Everyone, no matter how relationship ‘savvy’ has had to bow out of a ‘friendship’ which is really no friendship at all. If you are at the start of your spiritual healing path, it is likely that more than one relationship in your life is unhealthy.
How do you know a relationship is toxic? Here are some, but certainly not all, the signs of a toxic relationship: You are guilted into spending time with the person and do things out of an overwhelming feeling of obligation. Your requests for boundaries are routinely ignored – i.e. you can never get off the phone, they never leave your house and they have a way of accidentally mentioning private information to others. If this is a highly toxic relationship, you may have a general feeling of unease around this person which may present itself in extreme people-pleasing behavior, i.e. changing your opinions or even altering your overall personality in the hopes of not incurring disapproval or anger.

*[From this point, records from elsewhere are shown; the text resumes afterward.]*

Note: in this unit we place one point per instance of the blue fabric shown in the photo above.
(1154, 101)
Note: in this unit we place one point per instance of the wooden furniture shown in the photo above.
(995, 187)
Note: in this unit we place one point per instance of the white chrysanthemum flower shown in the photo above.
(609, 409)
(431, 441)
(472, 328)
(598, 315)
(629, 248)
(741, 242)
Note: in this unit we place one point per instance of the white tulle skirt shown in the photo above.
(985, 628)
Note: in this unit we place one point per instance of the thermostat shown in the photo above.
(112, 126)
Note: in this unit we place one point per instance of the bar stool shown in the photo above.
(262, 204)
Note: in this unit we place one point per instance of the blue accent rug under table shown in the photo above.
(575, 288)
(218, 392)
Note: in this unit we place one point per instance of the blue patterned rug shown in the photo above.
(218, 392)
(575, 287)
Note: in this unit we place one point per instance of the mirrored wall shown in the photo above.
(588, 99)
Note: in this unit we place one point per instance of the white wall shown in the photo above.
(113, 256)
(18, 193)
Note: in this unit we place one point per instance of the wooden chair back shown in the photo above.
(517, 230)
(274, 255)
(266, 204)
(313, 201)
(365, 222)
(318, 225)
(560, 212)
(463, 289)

You may be the person on the other side of this coin. You may have a relationship that triggers in you the desire to wear down the weaker person to give you whatever you want. You may be preying on a pushover and feel a rush of power when you drop by unexpected and stay until YOU are ready to leave. Perhaps you look for security by being sure your friend allies all of their opinions with yours.
Most people in a pattern of toxic relationships have played both sides of this uneven table. The first step is to accept fully that though you may care for, or even love the person, you cannot accept their behavior anymore. You must drop the romanticism of potential. A skunk has the potential to smell great – but the reality is it stinks. Embrace the truth that you are worthy of healthy, supportive, fantastic friendships. You must be willing to enjoy your own company rather than give up your time and emotional energy to someone who does not give to you in a healthy way.

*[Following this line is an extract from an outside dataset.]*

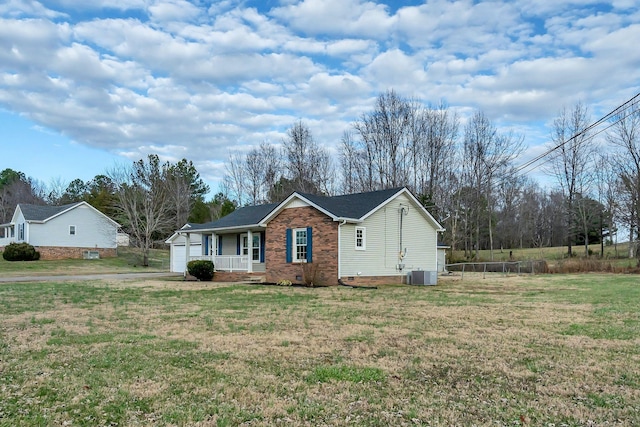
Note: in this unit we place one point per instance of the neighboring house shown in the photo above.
(71, 231)
(375, 237)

In most cases, the one who appears weaker will be the one to end the relationship. However, sometimes the more dominant one will see that their domineering behavior is triggered by the company of the other and bow out. Either way, the loss of a toxic relationship is the greatest gift you can ever receive. For every toxic relationship lost, two healthy ones grow in its place. This is because the energy to sustain a bad relationship is twice the energy to sustain a healthy one. If you need help ending a relationship, reach out to your friends for accountability and support. If it’s too scary to end it altogether, try giving yourself a break for one month. Chances are, the loss of you as an audience for the drama will solve itself. If this person is a true friend, they will give you the space you ask for and inquire about YOUR welfare with genuine care when the month is up. If the heart is really there, absence will make it grow stronger. If this is based on selfishness, it will collapse under its own weight and vanish.